When we dine together on occasion, she might order the baked haddock or the pasta of the day, or more often, she’d order what my brother had just ordered. She has never ventured into sashimi, say, or unagi, kasha varnishkes, shawarma, kimchi, vindaloo, or baba ghanoush.

I have never seen her in any state other than unruffled. She is not prone to fits of passion or to indiscretion. I cannot envision her engaged in a flirtation, a dalliance, or a one-nighter in Baltimore, much less an actual affair. She apparently passed through mid-life without missing a step or looking up old high school boyfriends, or buying a new Volvo.

There is something, though. Something measured. Perhaps too measured. Too neatly folded and ironed.

I keep waiting for a revelation of some deep-hidden darkness. For a secret past to emerge in a slipped word or a creased and flattened note fallen accidentally from her wallet or a wry smile at a line in a movie as if she had once been in a similar situation, in a predicament that only a Nikita, an Amanda Peel, or a Dominika Egorova character might find herself caught in and which hinted of a hidden fissure in an otherwise well-concealed life.

She seems like someone kept in a witness-protection program since adolescence. Someone whose name had been changed, and who had learned to root for the Chicago Cubs instead of the Yankees. Someone trained to be unprovoked. Un-provocable. Implacable. Avoiding expressions of pity or sadness, ecstasy, consternation, confusion, empathy, condescension, suspicion. Any of these.

I have come to suspect, with little justification, that she had once been an agent of the CIA. Recruited, plucked out of Harvard or Yale as so many had been in the late sixties. Young men and women who studied hard. Got decent grades, who had been identified by a well-connected professor for some ineluctable qualities of rigor, or academicism, unquestioning patriotism, interiority, intensity, and detachment.

Had she ever poisoned someone, plotted the overthrow of a dictator or a communist leader? Could she snap a person’s neck with her bare hands?  Had she used code and encrypted messaging devices? Kept a cyanide tablet in her purse? Taken a lover in Paraguay? A woman who tried to turn her and whom she had in turn tried to recruit as an asset. A woman who was married to the defense minister who was plotting a military takeover of the government.
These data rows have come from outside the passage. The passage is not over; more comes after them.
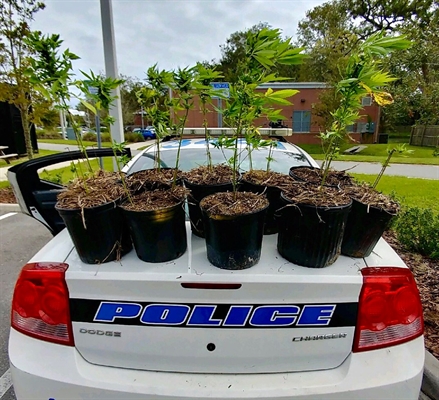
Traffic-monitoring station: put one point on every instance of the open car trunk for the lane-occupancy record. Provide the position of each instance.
(36, 196)
(274, 317)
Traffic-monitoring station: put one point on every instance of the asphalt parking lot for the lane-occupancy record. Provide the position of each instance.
(20, 238)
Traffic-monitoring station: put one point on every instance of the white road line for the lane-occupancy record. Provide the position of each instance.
(5, 382)
(7, 215)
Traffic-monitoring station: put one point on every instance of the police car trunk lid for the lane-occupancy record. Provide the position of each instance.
(277, 316)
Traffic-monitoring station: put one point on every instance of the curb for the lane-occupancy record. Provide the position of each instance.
(10, 207)
(430, 380)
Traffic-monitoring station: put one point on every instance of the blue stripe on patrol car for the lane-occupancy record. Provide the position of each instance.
(214, 315)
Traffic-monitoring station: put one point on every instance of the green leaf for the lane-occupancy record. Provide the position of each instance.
(89, 106)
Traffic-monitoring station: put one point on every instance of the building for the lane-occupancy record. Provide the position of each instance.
(299, 116)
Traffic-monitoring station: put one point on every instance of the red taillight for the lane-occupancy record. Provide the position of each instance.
(389, 311)
(40, 305)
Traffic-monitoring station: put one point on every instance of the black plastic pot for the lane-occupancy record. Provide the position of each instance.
(158, 235)
(234, 242)
(311, 236)
(105, 236)
(364, 227)
(198, 193)
(273, 195)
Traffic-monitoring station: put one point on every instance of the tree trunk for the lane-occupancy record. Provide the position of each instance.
(26, 131)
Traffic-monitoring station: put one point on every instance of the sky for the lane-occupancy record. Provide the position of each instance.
(172, 33)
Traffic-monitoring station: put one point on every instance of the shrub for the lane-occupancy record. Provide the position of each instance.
(105, 137)
(418, 230)
(134, 137)
(89, 137)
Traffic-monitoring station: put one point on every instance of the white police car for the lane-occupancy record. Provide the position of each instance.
(187, 330)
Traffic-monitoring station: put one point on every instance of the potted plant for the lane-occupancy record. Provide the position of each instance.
(233, 221)
(265, 181)
(209, 178)
(371, 214)
(319, 212)
(156, 214)
(87, 206)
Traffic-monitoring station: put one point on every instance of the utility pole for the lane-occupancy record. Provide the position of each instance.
(117, 131)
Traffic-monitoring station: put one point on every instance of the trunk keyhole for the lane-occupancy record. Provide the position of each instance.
(211, 347)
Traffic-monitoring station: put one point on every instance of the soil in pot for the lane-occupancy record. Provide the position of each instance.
(151, 179)
(234, 224)
(369, 217)
(95, 223)
(271, 184)
(157, 224)
(311, 224)
(204, 181)
(314, 176)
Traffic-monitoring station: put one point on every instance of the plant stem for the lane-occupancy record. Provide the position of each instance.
(206, 133)
(177, 164)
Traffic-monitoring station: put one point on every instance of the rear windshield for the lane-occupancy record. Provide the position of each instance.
(190, 158)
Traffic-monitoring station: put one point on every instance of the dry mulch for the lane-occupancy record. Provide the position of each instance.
(229, 203)
(313, 195)
(267, 178)
(424, 269)
(366, 195)
(101, 188)
(156, 199)
(314, 176)
(203, 175)
(152, 179)
(426, 273)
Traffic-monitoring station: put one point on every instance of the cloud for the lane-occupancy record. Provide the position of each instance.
(171, 33)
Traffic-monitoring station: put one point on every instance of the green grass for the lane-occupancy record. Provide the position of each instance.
(41, 153)
(378, 153)
(412, 192)
(399, 137)
(73, 142)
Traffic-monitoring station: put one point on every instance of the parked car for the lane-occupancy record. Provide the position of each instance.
(147, 133)
(188, 330)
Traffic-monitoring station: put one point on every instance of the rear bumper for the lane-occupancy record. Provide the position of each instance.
(43, 370)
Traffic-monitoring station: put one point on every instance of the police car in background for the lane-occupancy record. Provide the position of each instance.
(187, 330)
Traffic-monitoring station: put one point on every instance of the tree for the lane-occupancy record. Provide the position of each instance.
(390, 15)
(233, 52)
(16, 89)
(333, 30)
(128, 98)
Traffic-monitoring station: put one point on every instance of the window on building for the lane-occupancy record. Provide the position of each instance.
(301, 121)
(366, 101)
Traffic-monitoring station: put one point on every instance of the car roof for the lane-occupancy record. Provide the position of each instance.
(201, 144)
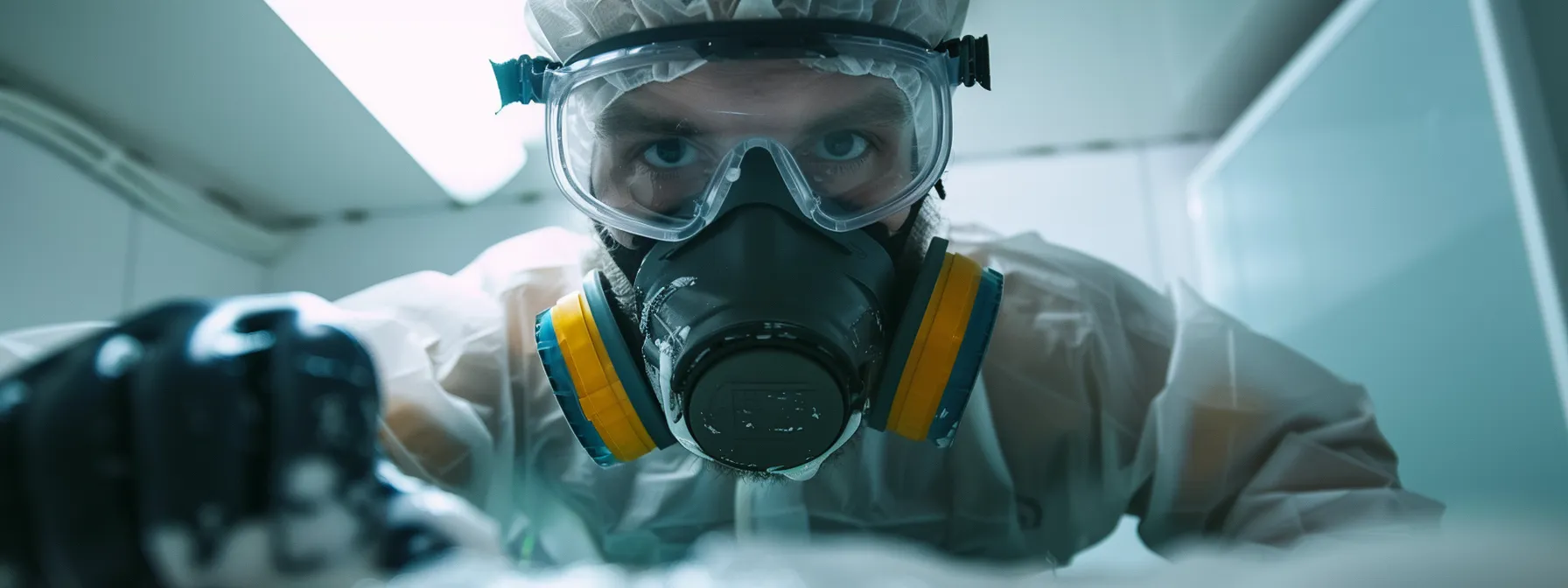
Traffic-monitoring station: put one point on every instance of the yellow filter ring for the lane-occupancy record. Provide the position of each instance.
(934, 350)
(599, 389)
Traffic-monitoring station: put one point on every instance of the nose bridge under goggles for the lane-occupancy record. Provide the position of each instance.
(647, 132)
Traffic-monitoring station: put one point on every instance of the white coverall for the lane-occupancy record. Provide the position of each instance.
(1098, 397)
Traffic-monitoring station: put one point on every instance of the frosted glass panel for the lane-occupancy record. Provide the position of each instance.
(1369, 223)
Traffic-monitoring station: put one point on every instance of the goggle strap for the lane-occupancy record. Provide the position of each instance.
(521, 80)
(968, 60)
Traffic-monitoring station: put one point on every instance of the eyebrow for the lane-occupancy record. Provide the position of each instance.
(882, 108)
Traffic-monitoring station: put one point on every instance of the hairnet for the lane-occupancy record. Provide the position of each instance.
(565, 27)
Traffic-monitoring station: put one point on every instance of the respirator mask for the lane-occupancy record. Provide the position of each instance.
(753, 162)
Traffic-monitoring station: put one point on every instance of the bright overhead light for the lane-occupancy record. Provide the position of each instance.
(422, 69)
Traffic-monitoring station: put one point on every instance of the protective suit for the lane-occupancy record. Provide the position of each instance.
(1096, 396)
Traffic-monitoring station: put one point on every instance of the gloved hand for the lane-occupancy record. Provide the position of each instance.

Sex and spycraft seem inseparable.

From whence comes my suspicion?

There were the years she worked for the USAID. A mid-level position. Moving from place to place. Leaving my brother at home. The two children. A year in Paraguay. Another in Eritrea. Disbursing funds for development. Moving easily between Embassy offices and home government agencies, banks, NGOs, learning only enough of the language to seem harmless and friendly. Monitoring the Russians and the Chinese. And then the year in Nigeria. Years in which the USAID and the CIA were joined at the hip. How could she not have been involved? Could not have known what she was associated with? Was she merely an unknowing pawn doing good work for a bad, if not immoral, arm of the state?

We’re having dinner with her tonight. We have not seen them, Fanny and my brother, for over two years. They’ve been living in Miami. COVID restrictions and our own calculus of infection risk has kept us at home. Before that, we hadn’t the money.
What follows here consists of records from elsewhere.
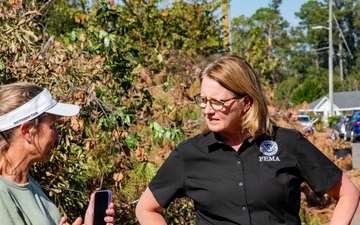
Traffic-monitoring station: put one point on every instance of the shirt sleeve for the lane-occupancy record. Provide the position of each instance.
(9, 213)
(168, 183)
(319, 172)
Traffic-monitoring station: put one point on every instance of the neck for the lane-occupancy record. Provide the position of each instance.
(14, 168)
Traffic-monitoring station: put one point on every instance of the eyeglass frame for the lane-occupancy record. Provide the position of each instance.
(220, 101)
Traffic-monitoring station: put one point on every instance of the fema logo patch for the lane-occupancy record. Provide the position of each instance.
(269, 148)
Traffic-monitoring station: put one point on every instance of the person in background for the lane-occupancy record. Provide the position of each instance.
(242, 169)
(28, 114)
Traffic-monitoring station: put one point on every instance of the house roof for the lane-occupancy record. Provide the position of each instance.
(348, 100)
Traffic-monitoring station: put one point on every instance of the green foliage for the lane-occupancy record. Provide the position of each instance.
(159, 132)
(133, 70)
(310, 90)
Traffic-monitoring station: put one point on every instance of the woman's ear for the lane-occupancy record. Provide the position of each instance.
(247, 103)
(25, 131)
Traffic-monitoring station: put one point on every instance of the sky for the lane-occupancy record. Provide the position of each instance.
(249, 7)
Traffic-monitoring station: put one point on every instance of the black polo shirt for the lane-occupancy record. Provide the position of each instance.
(259, 184)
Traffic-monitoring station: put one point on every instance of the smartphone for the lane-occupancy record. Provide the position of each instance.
(103, 199)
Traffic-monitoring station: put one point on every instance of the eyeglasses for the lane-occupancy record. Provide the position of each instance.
(215, 104)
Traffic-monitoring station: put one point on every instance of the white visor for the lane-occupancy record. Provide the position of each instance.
(43, 102)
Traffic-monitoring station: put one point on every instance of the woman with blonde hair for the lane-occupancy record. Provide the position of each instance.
(28, 114)
(242, 169)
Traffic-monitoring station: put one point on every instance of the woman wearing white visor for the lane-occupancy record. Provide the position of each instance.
(28, 114)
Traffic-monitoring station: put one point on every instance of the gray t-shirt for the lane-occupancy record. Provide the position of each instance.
(26, 204)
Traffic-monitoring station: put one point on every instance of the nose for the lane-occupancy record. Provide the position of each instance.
(57, 136)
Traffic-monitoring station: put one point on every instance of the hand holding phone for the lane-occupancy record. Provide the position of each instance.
(103, 199)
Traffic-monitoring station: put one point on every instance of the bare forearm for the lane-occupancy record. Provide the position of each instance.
(344, 210)
(150, 218)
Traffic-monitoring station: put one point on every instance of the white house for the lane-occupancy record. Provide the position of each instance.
(344, 104)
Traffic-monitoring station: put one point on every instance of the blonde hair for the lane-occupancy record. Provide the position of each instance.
(235, 74)
(12, 96)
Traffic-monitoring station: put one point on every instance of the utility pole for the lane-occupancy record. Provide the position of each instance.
(225, 24)
(331, 90)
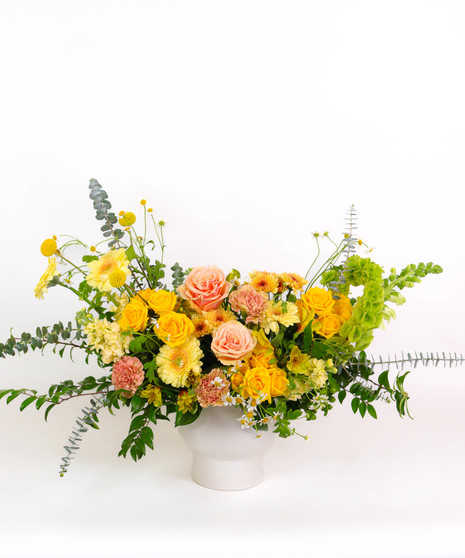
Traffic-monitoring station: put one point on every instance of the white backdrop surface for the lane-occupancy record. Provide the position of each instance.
(247, 126)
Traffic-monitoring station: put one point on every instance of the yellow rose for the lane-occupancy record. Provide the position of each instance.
(134, 315)
(330, 325)
(278, 382)
(257, 382)
(162, 301)
(319, 300)
(174, 328)
(343, 308)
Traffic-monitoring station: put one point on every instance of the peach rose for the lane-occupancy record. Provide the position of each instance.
(205, 288)
(231, 342)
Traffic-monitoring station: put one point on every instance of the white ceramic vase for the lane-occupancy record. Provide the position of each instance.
(225, 456)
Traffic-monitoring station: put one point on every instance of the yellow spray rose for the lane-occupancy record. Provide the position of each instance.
(134, 315)
(319, 300)
(159, 301)
(174, 328)
(330, 325)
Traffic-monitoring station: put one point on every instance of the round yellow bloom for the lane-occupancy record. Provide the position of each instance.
(179, 366)
(101, 269)
(278, 382)
(343, 308)
(127, 219)
(319, 300)
(202, 327)
(48, 247)
(257, 383)
(330, 325)
(159, 301)
(50, 272)
(134, 315)
(117, 278)
(174, 328)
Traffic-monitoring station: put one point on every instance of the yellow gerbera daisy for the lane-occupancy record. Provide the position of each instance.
(50, 272)
(101, 269)
(179, 365)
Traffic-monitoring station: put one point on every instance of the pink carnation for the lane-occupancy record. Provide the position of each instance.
(231, 342)
(247, 299)
(205, 288)
(212, 388)
(128, 374)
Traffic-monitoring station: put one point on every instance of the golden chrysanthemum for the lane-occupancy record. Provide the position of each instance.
(264, 281)
(50, 272)
(178, 366)
(48, 247)
(117, 278)
(101, 269)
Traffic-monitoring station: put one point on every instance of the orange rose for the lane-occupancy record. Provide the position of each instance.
(134, 315)
(174, 328)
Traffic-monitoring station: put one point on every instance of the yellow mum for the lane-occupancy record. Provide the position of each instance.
(178, 366)
(101, 269)
(174, 328)
(134, 315)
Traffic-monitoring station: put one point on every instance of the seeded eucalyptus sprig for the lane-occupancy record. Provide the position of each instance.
(102, 208)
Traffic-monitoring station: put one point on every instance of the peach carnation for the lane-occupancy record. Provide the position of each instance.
(205, 288)
(231, 342)
(212, 388)
(128, 374)
(250, 301)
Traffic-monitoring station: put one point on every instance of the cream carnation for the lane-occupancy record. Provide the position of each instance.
(205, 288)
(231, 342)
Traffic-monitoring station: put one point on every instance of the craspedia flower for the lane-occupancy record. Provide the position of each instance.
(178, 366)
(117, 278)
(127, 219)
(48, 247)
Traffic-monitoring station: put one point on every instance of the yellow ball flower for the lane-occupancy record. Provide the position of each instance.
(48, 247)
(127, 219)
(134, 315)
(319, 300)
(117, 278)
(174, 329)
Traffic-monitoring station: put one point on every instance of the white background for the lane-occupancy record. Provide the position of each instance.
(247, 125)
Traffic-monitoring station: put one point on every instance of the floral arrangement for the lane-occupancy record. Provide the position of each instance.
(279, 346)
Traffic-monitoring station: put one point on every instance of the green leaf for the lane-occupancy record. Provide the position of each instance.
(371, 411)
(27, 402)
(355, 403)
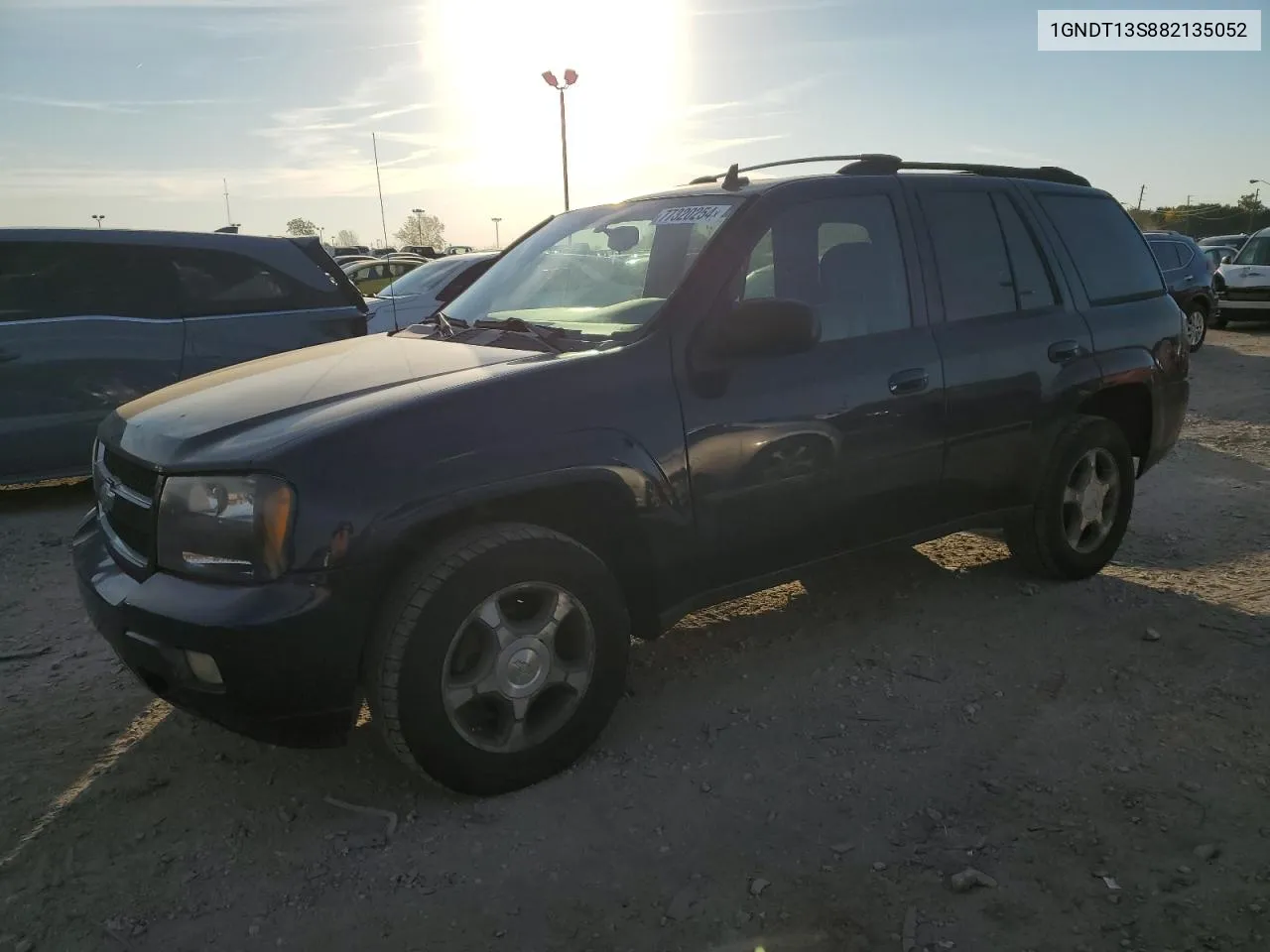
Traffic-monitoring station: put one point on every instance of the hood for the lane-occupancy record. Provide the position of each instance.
(1245, 276)
(232, 416)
We’ve all been vaccinated.

I expect that I will open our door and she will smile, standing a shade behind my brother, and I will smile back. Her smile is complicated. As if she is simultaneously smiling and thinking quickly of something to say to me. Something witty and provocative and to which she knows I will respond equally quickly and wittily. This is how we have come talk with one another. An argot that lends itself to friendly, diversionary, insubstantial, communication. A measure of casual, risk-averse, comradery.
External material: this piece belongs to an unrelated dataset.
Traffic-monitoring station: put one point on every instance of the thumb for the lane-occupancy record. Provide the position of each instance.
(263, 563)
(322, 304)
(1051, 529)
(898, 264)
My brother will hand me a bottle of wine, perhaps a pleasant, slightly sweet, rosé from a small vineyard outside of Rome, NY, which we will open and share, with a mild cheddar and a basket of triscuits and wheat thins.

Looking at Fanny, then, taking her coat, I may begin to question my motivation, likely driven by my repressed jealousy and prurience, in having placed on the living room coffee table, along with the wine glasses, a used paperback copy of The Red Sparrow.